Page 35 of Sing Your Heart Out

Smith looks like he’s barely holding in his fury. “This is the last time I’m going to ask you to leave. After this, things are going to get physical. And I don’t like your odds, chief.”

Justin laughs in his face. “You have obviously never seen a short guy fight. We’re crazy.”

“Leave,” Smith warns.

“Like fuck I will.”

Everything suddenly speeds up. Justin punches Smith in the stomach. Then Smith pops him on the nose. Blood sprays everywhere, but Justin uses that to his advantage. He lunges toward Smith, laughing maniacally.

I slip out of my seat, standing up. “Stop! Both of you, please stop!”

Smith and Justin both look at me as if I just grew a second head. I swallow, but stand firm. “Can I just talk to Justin alone, please?”

Justin gives me a sly smile. “Yeah, Smith. Let the girl come out to my car. I bet you anything that she leaves with me.”

“Hey!” I shout. Everyone looks at me. “I’m not getting in your car, Justin. We’re going to talk just outside those glass doors.”

I point to the French doors on the patio. Justin loses a bit of his swagger. Smith shakes his head.

“This isn’t a good idea, Sarah.”

I touch Smith’s arm, looking at him with a plea in my eyes. “You have to let me do this. I can stand up on my own sometimes. Okay?”

A muscle ticks in Smith’s jaw. He glances down at my face, his eyes taking me in. Then he just nods and steps back.

Looking at Justin, I head to the back door. “Come on.”

Justin seems to gloat as he follows me. I step outside into the heat of the sun. “Shut the door, Justin.”

He raises his brows but does it. Then we both walk out into the middle of the yard.

I can see that Smith is at the back door, waiting for me in case I need him.

That gives me the strength to face Justin head on. “Why are you here?”

Justin shades his eyes, staring me down. “To get you back, Sarah. You are my wife— “

“Enough with that,” I cut him off. “We married when I was seventeen. I was young and impressionable. At least enough to think that the way you treated me was good. But I’m not a little girl anymore, Justin.”

I cross my arms. He tries to reach out to me, to implore me I guess. But I just move back. “I don’t want you to touch me.”

His face grows angry. “You are mine, Sarah. You will always be mine, no matter how many times you run away.”

My heart thumps wildly against my ribs. “I don’t think so, Justin. It took me almost a decade to see beneath the facade that you put up for everyone to see. But I did. Finally, I can see you for what you are.”

He huffs a laugh. “Oh yeah? What am I, then?”

“You are nothing but a low life, broke, has-been music producer. You cheated on me. You stole money and you leeched away my life. You told me I wasn’t pretty enough or smart enough or strong enough to stand on my own two feet.” I give him a look that is part grimace, part smile. “You were wrong about the last part, at least.”
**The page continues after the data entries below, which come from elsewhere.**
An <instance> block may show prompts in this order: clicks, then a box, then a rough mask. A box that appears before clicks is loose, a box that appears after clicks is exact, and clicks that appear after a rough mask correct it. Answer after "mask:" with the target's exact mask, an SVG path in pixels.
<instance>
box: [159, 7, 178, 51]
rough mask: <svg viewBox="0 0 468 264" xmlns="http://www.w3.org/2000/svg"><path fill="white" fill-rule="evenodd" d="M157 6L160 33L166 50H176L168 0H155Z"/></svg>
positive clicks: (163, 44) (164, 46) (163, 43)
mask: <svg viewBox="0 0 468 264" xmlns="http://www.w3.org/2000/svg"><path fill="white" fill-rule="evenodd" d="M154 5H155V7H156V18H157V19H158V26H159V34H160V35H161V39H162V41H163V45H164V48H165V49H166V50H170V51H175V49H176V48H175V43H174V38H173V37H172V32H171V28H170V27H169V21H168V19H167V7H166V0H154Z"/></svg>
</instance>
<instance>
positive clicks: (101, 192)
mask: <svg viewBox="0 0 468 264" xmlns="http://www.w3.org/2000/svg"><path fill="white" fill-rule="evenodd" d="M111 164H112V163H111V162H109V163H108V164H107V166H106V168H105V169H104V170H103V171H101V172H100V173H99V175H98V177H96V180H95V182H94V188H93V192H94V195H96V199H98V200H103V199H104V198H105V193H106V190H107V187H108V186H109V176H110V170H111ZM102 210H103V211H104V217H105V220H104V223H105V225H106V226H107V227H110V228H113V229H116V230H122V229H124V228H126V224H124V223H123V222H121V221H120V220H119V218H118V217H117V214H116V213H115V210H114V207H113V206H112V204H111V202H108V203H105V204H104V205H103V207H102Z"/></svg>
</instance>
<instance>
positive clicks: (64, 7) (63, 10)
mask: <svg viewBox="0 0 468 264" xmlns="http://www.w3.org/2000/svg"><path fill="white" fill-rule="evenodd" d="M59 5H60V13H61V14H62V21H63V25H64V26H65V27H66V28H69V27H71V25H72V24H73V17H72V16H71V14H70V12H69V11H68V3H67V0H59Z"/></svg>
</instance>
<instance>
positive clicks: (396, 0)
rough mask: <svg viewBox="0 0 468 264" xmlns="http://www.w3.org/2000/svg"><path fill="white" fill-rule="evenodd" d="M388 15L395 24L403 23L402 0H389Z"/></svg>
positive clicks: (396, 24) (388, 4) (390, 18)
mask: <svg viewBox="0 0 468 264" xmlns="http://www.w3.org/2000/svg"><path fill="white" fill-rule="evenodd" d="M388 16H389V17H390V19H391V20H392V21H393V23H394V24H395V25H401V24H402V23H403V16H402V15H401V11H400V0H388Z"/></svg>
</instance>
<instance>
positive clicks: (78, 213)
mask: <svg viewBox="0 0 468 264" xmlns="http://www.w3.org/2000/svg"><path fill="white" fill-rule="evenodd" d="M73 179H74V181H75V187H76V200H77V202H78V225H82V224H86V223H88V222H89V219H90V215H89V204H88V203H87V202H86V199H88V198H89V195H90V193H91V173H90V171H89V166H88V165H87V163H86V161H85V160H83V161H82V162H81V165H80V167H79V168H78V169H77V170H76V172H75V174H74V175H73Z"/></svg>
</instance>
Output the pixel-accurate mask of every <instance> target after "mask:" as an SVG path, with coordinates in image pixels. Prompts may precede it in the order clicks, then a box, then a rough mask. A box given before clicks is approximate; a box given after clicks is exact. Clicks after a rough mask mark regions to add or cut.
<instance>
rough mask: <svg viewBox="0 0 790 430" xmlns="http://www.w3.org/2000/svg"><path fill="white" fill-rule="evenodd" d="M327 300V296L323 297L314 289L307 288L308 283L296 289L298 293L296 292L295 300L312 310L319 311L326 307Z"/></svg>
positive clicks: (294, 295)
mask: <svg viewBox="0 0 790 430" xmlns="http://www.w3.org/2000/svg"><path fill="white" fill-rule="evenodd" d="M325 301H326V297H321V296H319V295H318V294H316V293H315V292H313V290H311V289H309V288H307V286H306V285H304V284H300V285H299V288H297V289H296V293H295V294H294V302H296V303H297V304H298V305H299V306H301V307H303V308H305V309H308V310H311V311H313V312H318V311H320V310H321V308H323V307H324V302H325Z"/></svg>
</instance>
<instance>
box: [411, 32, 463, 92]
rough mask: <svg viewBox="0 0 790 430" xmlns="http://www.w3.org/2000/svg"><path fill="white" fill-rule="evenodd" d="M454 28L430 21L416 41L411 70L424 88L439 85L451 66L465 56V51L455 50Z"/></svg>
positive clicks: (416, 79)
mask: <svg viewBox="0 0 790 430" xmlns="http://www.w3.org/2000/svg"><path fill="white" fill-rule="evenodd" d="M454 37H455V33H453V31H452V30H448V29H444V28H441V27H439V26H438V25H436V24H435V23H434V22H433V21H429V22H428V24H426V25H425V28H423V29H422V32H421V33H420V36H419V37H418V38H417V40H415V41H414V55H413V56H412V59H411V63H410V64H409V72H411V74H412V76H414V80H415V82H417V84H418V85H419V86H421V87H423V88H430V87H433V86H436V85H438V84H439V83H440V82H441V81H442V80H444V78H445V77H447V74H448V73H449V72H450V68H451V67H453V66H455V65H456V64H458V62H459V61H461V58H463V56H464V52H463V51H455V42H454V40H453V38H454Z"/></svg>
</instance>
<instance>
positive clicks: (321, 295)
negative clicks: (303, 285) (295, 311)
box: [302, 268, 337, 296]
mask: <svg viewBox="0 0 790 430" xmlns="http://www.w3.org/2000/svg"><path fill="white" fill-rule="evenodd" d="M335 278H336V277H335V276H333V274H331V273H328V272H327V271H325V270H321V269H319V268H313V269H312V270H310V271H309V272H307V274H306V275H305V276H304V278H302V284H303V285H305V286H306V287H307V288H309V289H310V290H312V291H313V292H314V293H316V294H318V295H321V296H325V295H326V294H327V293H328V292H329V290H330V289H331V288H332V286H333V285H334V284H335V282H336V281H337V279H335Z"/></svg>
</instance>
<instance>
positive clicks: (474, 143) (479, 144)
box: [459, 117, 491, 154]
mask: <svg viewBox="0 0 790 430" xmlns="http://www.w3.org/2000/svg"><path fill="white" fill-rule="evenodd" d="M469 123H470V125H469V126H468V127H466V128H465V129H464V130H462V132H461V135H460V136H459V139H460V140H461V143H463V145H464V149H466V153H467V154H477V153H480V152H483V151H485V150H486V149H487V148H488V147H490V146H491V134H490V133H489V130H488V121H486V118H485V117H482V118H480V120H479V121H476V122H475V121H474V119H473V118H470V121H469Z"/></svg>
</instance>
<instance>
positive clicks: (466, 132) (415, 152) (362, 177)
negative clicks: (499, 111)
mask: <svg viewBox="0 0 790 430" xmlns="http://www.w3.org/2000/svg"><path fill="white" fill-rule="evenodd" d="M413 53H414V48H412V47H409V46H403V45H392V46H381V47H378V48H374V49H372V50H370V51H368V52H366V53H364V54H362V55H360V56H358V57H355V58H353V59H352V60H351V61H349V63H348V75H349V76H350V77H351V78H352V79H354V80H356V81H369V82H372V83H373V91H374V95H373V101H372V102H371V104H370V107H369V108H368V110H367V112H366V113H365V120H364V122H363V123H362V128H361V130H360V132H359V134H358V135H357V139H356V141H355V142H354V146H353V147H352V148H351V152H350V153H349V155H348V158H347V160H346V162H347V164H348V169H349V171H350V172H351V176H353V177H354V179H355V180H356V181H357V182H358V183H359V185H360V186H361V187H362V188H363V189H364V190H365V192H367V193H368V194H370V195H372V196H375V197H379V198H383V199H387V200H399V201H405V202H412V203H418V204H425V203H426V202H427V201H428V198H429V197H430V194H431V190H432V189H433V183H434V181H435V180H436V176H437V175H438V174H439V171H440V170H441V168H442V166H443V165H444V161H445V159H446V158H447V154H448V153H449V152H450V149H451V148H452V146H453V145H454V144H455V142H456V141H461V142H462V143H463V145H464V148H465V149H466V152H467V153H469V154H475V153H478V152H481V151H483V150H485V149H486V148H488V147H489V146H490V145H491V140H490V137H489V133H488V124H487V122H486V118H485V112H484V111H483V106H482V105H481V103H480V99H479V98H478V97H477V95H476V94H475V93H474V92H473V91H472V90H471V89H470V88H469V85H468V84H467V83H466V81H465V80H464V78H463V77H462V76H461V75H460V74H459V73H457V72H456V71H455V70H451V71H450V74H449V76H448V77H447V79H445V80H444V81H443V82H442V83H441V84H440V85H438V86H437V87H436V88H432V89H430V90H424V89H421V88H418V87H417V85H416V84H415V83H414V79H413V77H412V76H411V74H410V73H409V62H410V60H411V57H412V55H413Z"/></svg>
“You think that this is what the real world is like??” Justin scoffs. “The world is gonna swallow you up. And your new boyfriend over there? He’s going to lose interest. And you’ll be so heart broken that you come crawling back to me. You’ll see.”

I shake my head. “I won’t come to you. I never want to see you again. Do you hear me, Justin? Not ever.”

“What did I ever do for you to treat me this way? Huh?”

A strangled sound escapes me. I roll up the hem of the dress I’m wearing, showing off a trio of small circular scars.

“Well… here…. You got drunk and burned me with your cigarettes because you said I looked at some other guy.” Dropping my dress, I hike up the sleeve of my shirt, showing some long, white scars that had long since healed over. “And you gave me these scars with a piece of broken glass because you said that I was so bad at singing that I wasted your recording studio time. In reality, I was hoarse from screaming and crying when you beat me black and blue two days earlier.”